Père Carrón, la lettre a pour but de « favoriser une participation fructueuse et ordonnée des nouvelles associations à la communion et à la mission de l’Église ». Quelle intention et quel geste avez-vous perçus dans ce document ?
Un geste de paternité de la part de l’Église à l’égard des dons que l’Esprit suscite en elle pour la rajeunir, en montrant leur articulation par rapport aux dons hiérarchiques. Ce n’est que si l’on comprend la nature de cette relation que les dons charismatiques pourront servir à accroître la communion et la mission de l’Église.

L’un des points clés du texte est le rapport entre le charisme et le service à l’Église. Qu’est-ce que l’expérience de CL enseigne à ce sujet ?
Tout d’abord, don Giussani nous a toujours éduqués, non seulement par les mots, mais surtout par les gestes, à nous mettre au service de l’Église, à travers sa façon de prendre au sérieux toutes les demandes que le Pape ou les évêques lui adressaient, en vivant l’obéissance comme vertu suprême, à l’image du Christ. Puis, par son invitation permanente à la mission, il nous éduquait au service de l’Église. Il percevait la totalité du mouvement comme partie de la mission de l’Église universelle. Dès le début, il nous a proposé de vivre les dimensions du monde en ayant cette ouverture sans limites que nous voyons en la personne du pape François. Pensez que les premiers jeunes du mouvement qui sont allés au Brésil, en janvier 1962, l’ont fait précisément pour communiquer ce Christ qui avait changé leur vie.

À quelles fins le charisme d’une réalité ecclésiale est-il donné ? Que faut-il voir dans la grande variété des charismes ?
Leur but est « la finalité apostolique de l’Église ». Pour saint Paul : « À chacun la manifestation de l’Esprit est donnée pour l’utilité [commune] », aussi bien pour la personne qui le reçoit que pour l’Église dans sa totalité. « Que tout se fasse pour l’édification ». Leur multiplicité évoque la bienveillance de Dieu qui, faisant preuve d’imagination, donne à son Église cette variété de charismes afin de toucher chacun selon sa sensibilité, son histoire ou sa culture, sous une forme attrayante et persuasive.

Prenons comme exemple une réalité concrète telle que celle d’une paroisse : de quelle façon un mouvement doit-il se présenter au sein du tissu communautaire ?
Les paroisses et les mouvements sont appelés à œuvrer ensemble, suivant leurs devoirs, en faveur de la seule mission de l’Église. Les mouvements peuvent atteindre les personnes dans leur environnement professionnel, récréatif, éducatif, entre autres, en vue de participer ensuite à la vie de la communauté chrétienne rassemblée au sein de la paroisse. Comme c’est le cas partout, les membres des mouvements collaborent depuis longtemps dans les domaines de la catéchèse, de l’action caritative et de la liturgie à l’intérieur de la communauté paroissiale.

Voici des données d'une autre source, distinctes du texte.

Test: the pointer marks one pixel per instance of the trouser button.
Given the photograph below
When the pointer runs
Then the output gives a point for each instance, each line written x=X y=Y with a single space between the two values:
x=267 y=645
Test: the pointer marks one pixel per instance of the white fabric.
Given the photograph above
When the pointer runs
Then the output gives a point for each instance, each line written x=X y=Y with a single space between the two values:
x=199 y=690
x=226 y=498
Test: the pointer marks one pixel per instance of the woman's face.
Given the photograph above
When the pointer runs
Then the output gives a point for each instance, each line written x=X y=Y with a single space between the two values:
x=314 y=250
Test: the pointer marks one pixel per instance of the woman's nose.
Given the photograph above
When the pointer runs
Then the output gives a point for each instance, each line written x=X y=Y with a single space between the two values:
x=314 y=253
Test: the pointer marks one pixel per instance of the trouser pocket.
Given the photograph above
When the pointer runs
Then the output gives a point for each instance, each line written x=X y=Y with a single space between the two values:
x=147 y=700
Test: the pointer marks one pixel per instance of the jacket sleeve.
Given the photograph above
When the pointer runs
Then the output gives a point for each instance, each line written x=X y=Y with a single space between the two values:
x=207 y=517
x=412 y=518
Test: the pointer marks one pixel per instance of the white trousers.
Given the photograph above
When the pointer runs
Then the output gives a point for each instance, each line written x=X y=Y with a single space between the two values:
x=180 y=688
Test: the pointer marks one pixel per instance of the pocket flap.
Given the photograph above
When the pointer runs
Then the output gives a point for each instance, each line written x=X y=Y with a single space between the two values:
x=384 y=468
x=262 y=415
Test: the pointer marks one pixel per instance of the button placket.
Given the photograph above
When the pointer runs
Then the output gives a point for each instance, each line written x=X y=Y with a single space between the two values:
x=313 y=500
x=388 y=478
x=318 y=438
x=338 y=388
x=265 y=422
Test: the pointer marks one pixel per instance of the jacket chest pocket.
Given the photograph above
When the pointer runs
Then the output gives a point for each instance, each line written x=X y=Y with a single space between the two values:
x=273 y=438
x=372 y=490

Au fil des années, qu’a découvert Communion et Libération de sa propre mission, au long de son chemin au sein de l’Église ?
L’un des aspects les plus importants de cette lettre est qu’elle a pour objet « les associations de fidèles, mouvements ecclésiaux et nouvelles communautés », à savoir toutes les réalités unies dans l’effort pour « inviter à mener une vie chrétienne qui finisse par imprégner chaque aspect de l’existence humaine», ou des «formes renouvelées de la suite du Christ», sans spécificité particulière. Nous nous reconnaissons entièrement dans la description selon laquelle le but de cette association est de porter, « dans les nouveaux contextes sociaux, l’attrait de la rencontre avec le Seigneur Jésus ainsi que la beauté de la vie chrétienne dans son intégralité ». Comme l’a écrit don Giussani dans sa dernière lettre adressée à saint Jean Paul II : « Je considère que le génie du mouvement que j’ai vu naître consiste dans le sentiment qu’il est urgent de proclamer la nécessité de revenir aux aspects élémentaires du christianisme, c’est-à-dire la passion pour le fait chrétien comme tel dans ses éléments originaux, et rien d’autre ».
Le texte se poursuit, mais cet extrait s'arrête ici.